Market research firm IDC expects AI PC shipments to grow 42% annually through 2028. Nearly 95% of PCs will include neural processing units by 2028.
AMD already integrates NPUs into client processors. The company launched graphics cards that accelerate AI workloads locally.
GPU shipments supporting AI workloads should be 60% higher in 2028 versus 2023. This creates another growth path for AMD’s client business.
Data Center Setback Appears Temporary
The data center slowdown had specific causes. AMD wrote down $800 million in GPU inventory due to China export restrictions.
This writedown masked strong demand for Epyc server processors. Cloud providers like Oracle and Google are adopting these chips.
Recent Washington developments should help AMD recover. The company expects to resume China shipments while paying 15% of AI chip revenue to the U.S. government.

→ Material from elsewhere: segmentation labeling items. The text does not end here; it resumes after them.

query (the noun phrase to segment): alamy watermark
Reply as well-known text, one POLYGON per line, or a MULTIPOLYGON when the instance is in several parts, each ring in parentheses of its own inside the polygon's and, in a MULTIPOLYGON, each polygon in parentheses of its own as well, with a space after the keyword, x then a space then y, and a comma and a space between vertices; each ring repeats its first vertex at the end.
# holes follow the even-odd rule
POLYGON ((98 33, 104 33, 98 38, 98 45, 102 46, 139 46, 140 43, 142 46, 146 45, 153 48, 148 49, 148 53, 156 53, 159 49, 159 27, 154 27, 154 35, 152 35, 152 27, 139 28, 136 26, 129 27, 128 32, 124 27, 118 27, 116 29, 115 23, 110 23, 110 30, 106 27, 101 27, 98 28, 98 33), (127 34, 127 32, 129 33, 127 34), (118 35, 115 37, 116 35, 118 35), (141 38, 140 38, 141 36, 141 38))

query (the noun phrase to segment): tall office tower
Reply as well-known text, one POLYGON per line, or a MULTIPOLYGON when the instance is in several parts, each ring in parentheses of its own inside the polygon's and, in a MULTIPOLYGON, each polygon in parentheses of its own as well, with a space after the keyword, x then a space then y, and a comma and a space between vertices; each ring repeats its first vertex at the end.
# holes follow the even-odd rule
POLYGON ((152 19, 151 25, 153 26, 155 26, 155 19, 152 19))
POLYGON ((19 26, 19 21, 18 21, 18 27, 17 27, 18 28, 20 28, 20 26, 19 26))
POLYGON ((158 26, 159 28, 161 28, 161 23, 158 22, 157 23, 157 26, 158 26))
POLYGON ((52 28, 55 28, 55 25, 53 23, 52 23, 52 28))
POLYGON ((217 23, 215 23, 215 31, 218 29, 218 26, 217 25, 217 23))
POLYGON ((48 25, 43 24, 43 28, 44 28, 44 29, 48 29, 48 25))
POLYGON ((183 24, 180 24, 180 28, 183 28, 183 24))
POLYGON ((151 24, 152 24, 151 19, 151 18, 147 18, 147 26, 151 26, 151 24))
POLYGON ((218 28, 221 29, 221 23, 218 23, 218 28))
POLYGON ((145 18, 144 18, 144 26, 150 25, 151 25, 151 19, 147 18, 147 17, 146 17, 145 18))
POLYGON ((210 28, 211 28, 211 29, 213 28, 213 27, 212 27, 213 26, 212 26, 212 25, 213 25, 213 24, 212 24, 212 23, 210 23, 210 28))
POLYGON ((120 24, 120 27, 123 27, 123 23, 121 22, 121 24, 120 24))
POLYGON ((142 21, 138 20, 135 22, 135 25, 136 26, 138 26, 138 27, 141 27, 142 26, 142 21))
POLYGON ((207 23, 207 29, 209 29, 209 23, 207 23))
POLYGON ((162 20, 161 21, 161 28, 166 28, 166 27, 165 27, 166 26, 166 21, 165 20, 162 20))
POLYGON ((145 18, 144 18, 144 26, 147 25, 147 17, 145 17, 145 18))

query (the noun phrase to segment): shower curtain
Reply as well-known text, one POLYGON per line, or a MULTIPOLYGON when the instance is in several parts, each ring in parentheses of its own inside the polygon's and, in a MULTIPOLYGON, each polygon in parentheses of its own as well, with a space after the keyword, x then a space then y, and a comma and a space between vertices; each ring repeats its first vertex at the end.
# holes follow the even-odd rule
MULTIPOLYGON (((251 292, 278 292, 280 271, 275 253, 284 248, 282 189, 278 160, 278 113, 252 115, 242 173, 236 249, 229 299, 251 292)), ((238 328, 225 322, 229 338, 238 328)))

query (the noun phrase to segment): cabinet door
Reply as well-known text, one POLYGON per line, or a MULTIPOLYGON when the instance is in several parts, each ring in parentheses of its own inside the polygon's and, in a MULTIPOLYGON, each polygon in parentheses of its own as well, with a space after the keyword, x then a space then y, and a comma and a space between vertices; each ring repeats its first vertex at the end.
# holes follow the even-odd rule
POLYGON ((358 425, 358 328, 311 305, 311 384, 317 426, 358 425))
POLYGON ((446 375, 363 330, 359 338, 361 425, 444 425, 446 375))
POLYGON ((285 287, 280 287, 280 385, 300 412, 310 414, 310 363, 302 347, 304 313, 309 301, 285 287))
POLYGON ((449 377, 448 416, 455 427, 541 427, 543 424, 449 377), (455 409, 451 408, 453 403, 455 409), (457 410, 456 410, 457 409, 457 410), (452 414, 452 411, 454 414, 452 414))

CEO Lisa Su said shipments to other customers will increase in the second half. AMD’s MI350 AI accelerators are ramping for “large-scale production deployments.”
AMD forecasts 28% revenue growth for the current quarter. This projection excludes potential China sales.
Valuation Remains Attractive
AMD trades at 9.5 times sales, matching the technology sector average. The valuation looks reasonable given AI growth prospects.
The combination of AI PC adoption and data center recovery should drive faster growth. Wall Street may reward stronger performance with higher valuations.
AMD’s quarter shows multiple growth engines as AI reshapes computing. China restrictions created temporary headwinds while underlying AI trends stay strong.
The company resumed China shipments in late July with the new fee structure in place.